Winning the VC Fundraising Game

Alexis Clarfield-Henry
May 17, 2018

The day after closing a multi-million dollar seed round, sales specialist and Bravado CEO Sahil Mansuri visited Forum Ventures’s San Francisco office to chat about his experiences securing investors. His preface did not beat around the bush: “I’m going to be super blunt and direct. I literally just went through the humbling process of fundraising. I know how hard it is and my advice is meant to be as real as possible.”

Instead of prepared slides, Sahil sat with us and shared his off-script experiences from the front lines of fundraising. “Being great at getting funded is nothing like being great at running a business”, he shared. “If being great at running a business is like being a great student, then being great at fundraising is like being great at the SATs. They are somewhat correlated, but not directly.”

Sahil’s seen all sides of venture capital, and not just because he’s married to an investor. In 90 candid minutes, he offered insights into how to build relationships with VCs in a way that will have them lined up and fighting for a piece of your company — and this is our juicy recap.

While these strategies are ones that he has seen work, Sahil provided this disclaimer: “others may give you the exact opposite advice. Take everything I say with a grain of salt, because fundraising is personal and you need to find a process that works for you and your company.”

What do VCs see in you?

VCs don’t care about your company in the same way you do. For VCs, it’s a numbers game. For every thousand companies in which a VC invests, even if nine-hundred-ninety-nine of them fail, if one of them turns into the next Uber, they win. (Read more about the Power Law in VC first, then continue on this post.) To convince a VC to invest, they need to believe your business has the potential to be that exception to the norm. If not, you’re not worth the time.

That makes market size one of the most important slides in your deck. When preparing to pitch VCs, spend a lot of time thinking about how you’re going to build a massive, massive company. VCs don’t need the granular nuances of how cool your tech is; they want to hear your story of how the future looks completely different, with your service at the center of the transformation.

What are VCs afraid of?

A VC’s biggest nightmare is missing out on the next big thing. No one wants to be the person who turned down an opportunity to invest in the next Airbnb (let alone the first Airbnb).

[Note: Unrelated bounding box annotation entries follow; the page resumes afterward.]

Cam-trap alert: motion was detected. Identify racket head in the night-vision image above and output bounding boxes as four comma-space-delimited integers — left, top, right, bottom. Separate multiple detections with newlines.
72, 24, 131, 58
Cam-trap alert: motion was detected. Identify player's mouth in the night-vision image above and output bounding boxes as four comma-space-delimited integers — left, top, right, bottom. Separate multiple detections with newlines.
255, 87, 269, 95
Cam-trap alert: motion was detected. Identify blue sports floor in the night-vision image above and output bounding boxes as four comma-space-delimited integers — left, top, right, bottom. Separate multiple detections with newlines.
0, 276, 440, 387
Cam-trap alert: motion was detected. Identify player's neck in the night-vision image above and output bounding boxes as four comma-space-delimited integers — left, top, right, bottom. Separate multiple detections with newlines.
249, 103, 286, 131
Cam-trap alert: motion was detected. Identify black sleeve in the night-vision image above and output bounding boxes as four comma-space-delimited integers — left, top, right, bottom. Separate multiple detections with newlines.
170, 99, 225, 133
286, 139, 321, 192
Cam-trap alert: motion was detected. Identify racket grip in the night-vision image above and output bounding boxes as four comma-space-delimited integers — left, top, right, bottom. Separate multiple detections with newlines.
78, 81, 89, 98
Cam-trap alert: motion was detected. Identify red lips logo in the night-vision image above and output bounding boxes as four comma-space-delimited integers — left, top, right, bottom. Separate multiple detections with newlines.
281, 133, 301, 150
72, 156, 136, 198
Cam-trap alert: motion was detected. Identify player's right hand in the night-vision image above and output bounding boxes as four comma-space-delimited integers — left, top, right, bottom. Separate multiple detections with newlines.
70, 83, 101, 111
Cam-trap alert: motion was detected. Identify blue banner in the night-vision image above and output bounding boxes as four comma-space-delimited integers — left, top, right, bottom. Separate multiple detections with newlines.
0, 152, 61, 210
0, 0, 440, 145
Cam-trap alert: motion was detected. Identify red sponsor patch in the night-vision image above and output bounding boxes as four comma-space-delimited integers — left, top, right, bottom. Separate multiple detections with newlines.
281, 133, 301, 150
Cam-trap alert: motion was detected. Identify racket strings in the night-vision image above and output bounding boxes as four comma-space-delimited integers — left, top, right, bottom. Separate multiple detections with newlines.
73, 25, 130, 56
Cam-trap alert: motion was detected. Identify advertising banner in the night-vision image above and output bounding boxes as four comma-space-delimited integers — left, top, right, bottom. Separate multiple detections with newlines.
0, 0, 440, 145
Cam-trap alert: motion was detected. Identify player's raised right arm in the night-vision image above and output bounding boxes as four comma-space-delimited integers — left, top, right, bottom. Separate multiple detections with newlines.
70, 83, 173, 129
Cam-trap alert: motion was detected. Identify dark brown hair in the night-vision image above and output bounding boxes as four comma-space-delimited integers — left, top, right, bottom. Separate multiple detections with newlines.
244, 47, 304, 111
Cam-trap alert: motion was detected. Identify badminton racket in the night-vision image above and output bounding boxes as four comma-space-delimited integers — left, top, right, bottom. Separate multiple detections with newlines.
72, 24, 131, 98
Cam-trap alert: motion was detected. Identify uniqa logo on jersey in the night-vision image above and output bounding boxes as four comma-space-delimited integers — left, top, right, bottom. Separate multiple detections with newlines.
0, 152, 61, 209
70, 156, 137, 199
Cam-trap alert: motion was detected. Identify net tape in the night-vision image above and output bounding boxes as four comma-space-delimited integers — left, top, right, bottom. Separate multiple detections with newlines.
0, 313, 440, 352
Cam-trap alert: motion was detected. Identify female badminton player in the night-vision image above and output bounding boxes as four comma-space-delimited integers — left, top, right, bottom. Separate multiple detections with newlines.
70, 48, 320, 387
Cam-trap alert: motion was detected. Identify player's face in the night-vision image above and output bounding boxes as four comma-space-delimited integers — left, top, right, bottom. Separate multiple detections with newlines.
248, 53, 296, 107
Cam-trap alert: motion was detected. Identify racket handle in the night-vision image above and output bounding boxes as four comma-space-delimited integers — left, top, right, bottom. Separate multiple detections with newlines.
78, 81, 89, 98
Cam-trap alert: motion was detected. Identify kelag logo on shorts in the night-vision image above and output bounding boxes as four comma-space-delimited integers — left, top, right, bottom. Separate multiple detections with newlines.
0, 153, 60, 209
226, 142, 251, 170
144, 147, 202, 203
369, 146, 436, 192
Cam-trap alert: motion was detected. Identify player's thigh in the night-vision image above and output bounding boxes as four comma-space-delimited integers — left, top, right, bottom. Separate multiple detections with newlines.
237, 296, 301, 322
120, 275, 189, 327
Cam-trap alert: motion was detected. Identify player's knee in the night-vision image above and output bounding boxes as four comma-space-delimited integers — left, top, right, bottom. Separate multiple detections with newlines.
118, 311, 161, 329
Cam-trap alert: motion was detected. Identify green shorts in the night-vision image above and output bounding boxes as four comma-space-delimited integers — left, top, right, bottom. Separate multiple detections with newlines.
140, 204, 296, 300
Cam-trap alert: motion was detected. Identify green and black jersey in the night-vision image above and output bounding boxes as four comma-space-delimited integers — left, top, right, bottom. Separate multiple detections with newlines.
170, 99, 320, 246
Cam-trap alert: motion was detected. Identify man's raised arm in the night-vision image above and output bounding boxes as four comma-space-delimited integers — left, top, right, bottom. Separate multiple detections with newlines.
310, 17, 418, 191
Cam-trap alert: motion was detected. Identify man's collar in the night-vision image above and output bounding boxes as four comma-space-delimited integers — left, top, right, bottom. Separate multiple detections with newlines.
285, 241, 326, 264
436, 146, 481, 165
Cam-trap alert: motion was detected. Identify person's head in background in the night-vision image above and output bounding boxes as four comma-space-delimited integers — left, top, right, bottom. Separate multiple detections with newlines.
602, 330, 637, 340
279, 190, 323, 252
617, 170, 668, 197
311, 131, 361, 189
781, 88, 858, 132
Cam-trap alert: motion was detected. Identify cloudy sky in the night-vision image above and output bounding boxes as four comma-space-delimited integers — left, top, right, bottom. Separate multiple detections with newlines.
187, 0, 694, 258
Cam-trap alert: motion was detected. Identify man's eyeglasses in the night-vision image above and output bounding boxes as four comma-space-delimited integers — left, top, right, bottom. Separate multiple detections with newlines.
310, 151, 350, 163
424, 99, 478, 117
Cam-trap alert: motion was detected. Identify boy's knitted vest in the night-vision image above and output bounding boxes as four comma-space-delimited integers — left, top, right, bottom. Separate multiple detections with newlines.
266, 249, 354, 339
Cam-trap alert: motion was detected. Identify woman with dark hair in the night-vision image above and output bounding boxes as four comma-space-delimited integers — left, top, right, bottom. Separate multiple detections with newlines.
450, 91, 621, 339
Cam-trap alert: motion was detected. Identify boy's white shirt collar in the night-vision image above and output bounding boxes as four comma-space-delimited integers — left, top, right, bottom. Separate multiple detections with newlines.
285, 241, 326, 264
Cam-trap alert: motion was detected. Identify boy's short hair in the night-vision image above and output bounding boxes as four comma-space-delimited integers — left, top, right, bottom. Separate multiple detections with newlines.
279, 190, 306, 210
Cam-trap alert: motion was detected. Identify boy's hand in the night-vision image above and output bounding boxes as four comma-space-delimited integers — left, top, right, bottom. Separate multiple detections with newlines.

Sahil describes his latest experience: “The first handful of VCs that we pitched for this round said no. Then, the 12th VC we pitched really loved the idea and gave us a term sheet within a week. The next 6 VCs we pitched, we got 6 more term sheets.” What changed? “The biggest thing that changed is I got one. All you need is one.”

When you find that first VC who’s willing to go out on a limb and invest in your company, more will follow. And it’s not just because they believe in you, but because they recognize that if one of their respected colleagues was willing to make a bet on you, there’s a chance you have what it takes to make them a winner — and they don’t want to miss out on the next big thing. VCs are experts in pattern matching, so if one VC is willing to back you then they are much more likely to look a little closer.

Luckily, there are hundreds of VCs. Find one that gives you a yes, build your confidence, and give the next partner you meet a signal that they should look closely at your business.

How VCs act when they are interested

VCs are never lukewarm — they are either pleading to invest, or they’re not interested. When a VC sees an opportunity to back an amazing founder they believe in, they will not be shy.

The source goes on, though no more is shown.